A 15-inch bubble in pickled-oak, brass
handles on double doors. Dad teetered
over the roof all day, lashing the antenna down
a cartoon tree, its skinny trunk and branches
wobbling on the ridgeline in the late day wind.
We shaded our eyes, watched wires tighten
in the eyebolts, as mom hollered out from inside
about snow on Channel Five, static on Eleven.
The neighbors ogled up, hoping to get invited over.
We kids felt rich - Davy Crockett
sharpened his knife at our house. We
had wrestlers, puppets, Ed Sullivan fixing
popcorn in our living room. We watched it all.

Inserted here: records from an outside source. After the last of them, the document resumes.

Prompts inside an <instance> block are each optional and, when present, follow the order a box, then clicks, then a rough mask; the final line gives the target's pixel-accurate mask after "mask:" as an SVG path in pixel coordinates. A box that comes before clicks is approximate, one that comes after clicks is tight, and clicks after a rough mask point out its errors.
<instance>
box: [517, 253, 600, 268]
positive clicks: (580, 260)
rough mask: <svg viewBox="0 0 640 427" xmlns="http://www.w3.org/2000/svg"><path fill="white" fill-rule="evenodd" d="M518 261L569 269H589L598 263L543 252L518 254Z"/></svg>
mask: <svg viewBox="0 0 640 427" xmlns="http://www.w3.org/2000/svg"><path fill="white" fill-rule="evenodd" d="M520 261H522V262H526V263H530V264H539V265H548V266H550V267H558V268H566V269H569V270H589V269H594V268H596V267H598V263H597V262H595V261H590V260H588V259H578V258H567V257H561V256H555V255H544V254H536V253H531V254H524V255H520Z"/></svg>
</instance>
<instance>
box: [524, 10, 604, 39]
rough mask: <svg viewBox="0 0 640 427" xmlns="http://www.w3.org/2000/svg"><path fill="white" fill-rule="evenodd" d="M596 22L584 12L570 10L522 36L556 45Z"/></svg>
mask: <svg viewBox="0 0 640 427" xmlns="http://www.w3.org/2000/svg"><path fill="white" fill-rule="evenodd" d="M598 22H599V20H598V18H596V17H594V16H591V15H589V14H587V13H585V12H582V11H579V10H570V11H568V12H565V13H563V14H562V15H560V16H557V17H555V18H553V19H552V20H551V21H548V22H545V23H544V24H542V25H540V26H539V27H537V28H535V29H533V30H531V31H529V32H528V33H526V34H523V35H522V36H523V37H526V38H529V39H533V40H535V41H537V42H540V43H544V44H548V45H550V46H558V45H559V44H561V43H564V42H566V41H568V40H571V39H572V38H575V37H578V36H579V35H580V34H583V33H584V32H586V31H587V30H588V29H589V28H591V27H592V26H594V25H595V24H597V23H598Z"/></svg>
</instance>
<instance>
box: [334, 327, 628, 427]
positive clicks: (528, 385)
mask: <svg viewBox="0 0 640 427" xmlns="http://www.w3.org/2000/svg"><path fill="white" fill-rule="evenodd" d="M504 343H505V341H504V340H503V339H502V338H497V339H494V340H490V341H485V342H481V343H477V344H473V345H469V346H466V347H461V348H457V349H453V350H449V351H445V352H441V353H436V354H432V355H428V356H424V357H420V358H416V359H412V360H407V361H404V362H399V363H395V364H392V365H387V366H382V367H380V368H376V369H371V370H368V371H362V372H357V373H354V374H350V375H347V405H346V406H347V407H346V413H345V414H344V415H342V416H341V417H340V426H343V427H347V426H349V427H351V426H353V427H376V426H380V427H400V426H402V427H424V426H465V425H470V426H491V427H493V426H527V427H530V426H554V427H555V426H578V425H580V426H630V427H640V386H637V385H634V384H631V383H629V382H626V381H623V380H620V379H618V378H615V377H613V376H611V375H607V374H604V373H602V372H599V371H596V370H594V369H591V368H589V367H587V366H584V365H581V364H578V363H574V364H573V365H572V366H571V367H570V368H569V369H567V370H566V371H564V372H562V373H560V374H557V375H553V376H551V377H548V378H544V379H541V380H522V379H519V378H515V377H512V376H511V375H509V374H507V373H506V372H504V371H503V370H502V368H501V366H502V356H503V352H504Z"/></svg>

Ate macaroni from aluminum pans
balanced on our knees or wobbly trays, took
turns jumping up to change the channel,
talked out loud only during commercials.
Older, I nagged mom to stay up to see the flag wave
and saw it once before Korea slogged through
my house on the ten o'clock news.
A grainy Pork Chop Hill and Heartbreak Ridge
in black and white with a voice shouting,
"What you are hearing, ladies and gentlemen,
is live gunfire coming from the North." Shivering,
dirty men crouched over mess kits eating Spam,
then a field hospital, a soldierâs bloody face
who looked like my cousin Mike, cried for his mom.
From then on, I'd try to get to bed before ten.
If not asleep, my head under the pillow
before the news could abandon me to barbed-wire,
mud and live ammo screaming over head.